Statistics and machine learning



Those who ignore statistics are condemned to reinvent it

Bradley Efron, according to Kareem Carr

A methodological distinction that some people make: What’s the difference between analytics and statistics?

  • Analytics helps you form hypotheses. It improves the quality of your questions.
  • Statistics helps you test hypotheses. It improves the quality of your answers.

I would divide these into exploratory and descriptive statistics, but that terminology is not universal.

It is best not to need statistics at all. If a pattern is so clear it is undeniable, then we can go home early. Although — is our bar for undeniable high enough? Have we really eliminated our own biases and wishful thinking? How would we know?

OK, statistics also plays some other roles, like giving us greater accuracy in our predictions, but that doesn’t fit into the aphorism so nicely.

What else to say here? I am not sure.

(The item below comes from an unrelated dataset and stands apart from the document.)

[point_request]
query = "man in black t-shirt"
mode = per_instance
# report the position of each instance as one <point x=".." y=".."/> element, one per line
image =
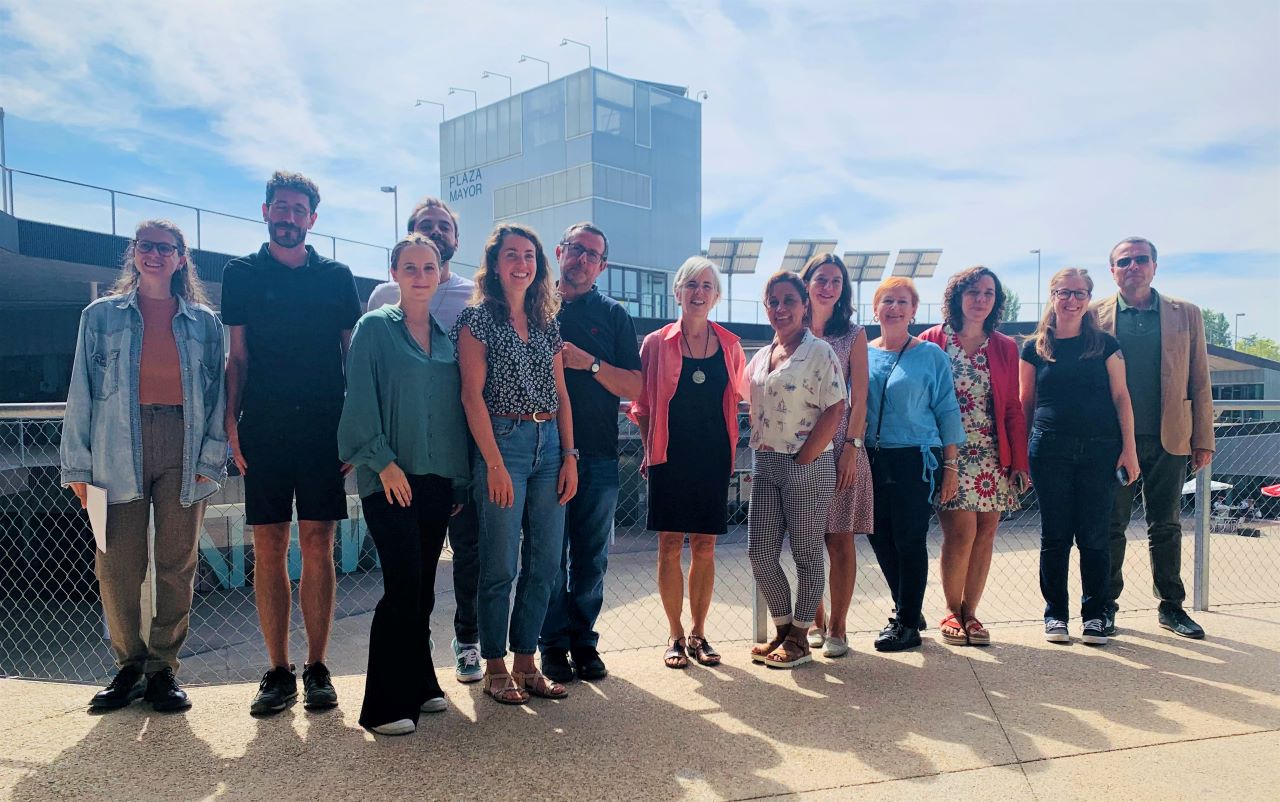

I created this page before I became a professional statistician, and statistics grew to be half this web site. For more information on statistics, see… pretty much any page.

Role in science

Statistics is an Excellent Servant and a Bad Master:

This means that Galileo, Newton, Kepler, Hooke, Pasteur, Mendel, Lavoisier, Maxwell, von Helmholtz, Mendeleev, etc. did their work without anything that resembled modern statistics, and that Einstein, Curie, Fermi, Bohr, Heisenberg, etc. etc. did their work in an age when statistics was still extremely rudimentary. We don’t need statistics to do good research.

Indeed we do not. What we need statistics for is to ensure that marginally viable research is not 💩 research.

Exploratory data analysis

See exploratory data analysis.

Unifying statistics and ML

I’m especially interested in modern fusion methods that harmonise what we would call statistics and machine learning methods, and the unnecessary terminological confusion between those systems. But I have nothing to say about that right now.

Decisions

TODO: Introduce decision theory.

Tests

TODO: Introduce tests.

Taxonomies

Boaz Barak, ML Theory with bad drawings attempts one division of labour:

However, what we actually do is at least thrice-removed from this ideal:

  1. The model gap: We do not optimize over all possible systems, but rather a small subset of such systems (e.g., ones that belong to a certain family of models).
  2. The metric gap: In almost all cases, we do not optimize the actual measure of success we care about, but rather another metric that is at best correlated with it.
  3. The algorithm gap: We don’t even optimize the latter metric since it will almost always be non-convex, and hence the system we end up with depends on our starting point and the particular algorithms we use.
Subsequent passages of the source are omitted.